Attali-Montaigne : libérer la croissance, ou lâcher les fauves ? Par Claude Pénit (automne 2007) Extrait de la Lettre d’Attac 45 n°44, hiver 2007-2008

Par Claude Pénit,
Médecin biologiste,
Membre du groupe de travail Attac Ecologie et société

La presse s’est largement fait l’écho des travaux de la Commission Attali, créée par N. Sarkozy et nommée pompeusement « Libération de la Croissance ».

La presse s’est focalisée sur deux des mesures préconisées :

 La suppression de la notion de principe de précaution, introduite en 2005 dans la Constitution Française via la Charte de l’Environnement, chère à Jacques Chirac et à Nathalie Kosciusko-Morizet.

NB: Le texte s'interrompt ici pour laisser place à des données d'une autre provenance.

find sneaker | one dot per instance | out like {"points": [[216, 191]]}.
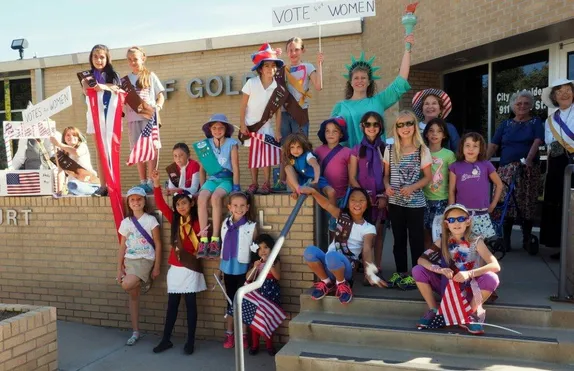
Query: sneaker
{"points": [[425, 320], [252, 188], [163, 346], [133, 339], [279, 187], [394, 280], [202, 249], [265, 188], [407, 283], [229, 341], [322, 289], [474, 328], [101, 192], [344, 292]]}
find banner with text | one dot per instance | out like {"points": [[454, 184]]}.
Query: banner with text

 La remise en cause des lois Galland, Royer et Raffarin, censées protéger le petit commerce en soumettant à autorisation administrative l’implantation des super et hypermarchés. Au passage, la commission préconise de lever l’interdiction de la vente à perte, qui jusqu’ici maintenait un tant soit peu les prix payés par la grande distribution aux producteurs.

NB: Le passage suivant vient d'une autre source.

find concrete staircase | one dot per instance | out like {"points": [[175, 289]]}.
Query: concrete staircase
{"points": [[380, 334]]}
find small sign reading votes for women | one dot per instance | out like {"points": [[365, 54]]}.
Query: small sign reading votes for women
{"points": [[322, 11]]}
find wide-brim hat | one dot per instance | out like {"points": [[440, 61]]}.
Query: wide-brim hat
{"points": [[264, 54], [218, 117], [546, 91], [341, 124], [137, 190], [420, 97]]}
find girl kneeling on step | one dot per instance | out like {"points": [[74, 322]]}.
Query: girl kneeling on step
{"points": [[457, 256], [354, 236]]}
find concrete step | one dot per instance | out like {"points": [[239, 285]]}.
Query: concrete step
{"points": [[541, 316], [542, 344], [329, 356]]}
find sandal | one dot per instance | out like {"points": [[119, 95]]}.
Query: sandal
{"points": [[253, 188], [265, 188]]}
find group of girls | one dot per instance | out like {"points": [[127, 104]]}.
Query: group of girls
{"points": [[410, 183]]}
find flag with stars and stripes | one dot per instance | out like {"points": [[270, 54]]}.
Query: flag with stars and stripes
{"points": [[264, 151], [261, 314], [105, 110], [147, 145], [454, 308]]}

La Commission Attali, c’est quoi ?

À côté du grand maître Jacques Attali, ancien conseiller de F. Mitterrand, et prophète du Progrès humain via la croissance du PIB, on trouve d’abord 17 dirigeants d’entreprise et cabinets de Conseil dont Nestlé, Crédit Agricole, MCKinsey France, Areva, Orange, Cetelem, Renault, Weinberg Capital Partners, etc. Parmi ces dirigeants de très grandes entreprises peu susceptibles de remettre en cause le modèle dominant, on trouve quelques personnalités passant bien à la télé, au discours paternaliste, comme C. Bébéar (ex Axa, Institut Montaigne) et l’inénarrable G. Roux de Bézieux (Croissance Plus, qui explique que la taxation des stock-options va l’empêcher d’embaucher à bas salaire). S’y ajoutent des Professeurs d’économie du Conseil d’Analyse Économique et dirigeants de « Think thanks », peu réputés pour leurs critiques du Capitalisme financier, des personnalités médiatiques pour l’aspect culturel (B. Cyrulnik, H. LeBras, E. Orsenna, T. Zeldin), le journaliste ultralibéral E. Le Boucher qui sévit chaque samedi dans Le Monde, des membres de cabinets de régulation sociale (l’ex SG de la CFDT Jean Kaspar), des politiciens (en particulier la très libérale A. Palacio) etc.…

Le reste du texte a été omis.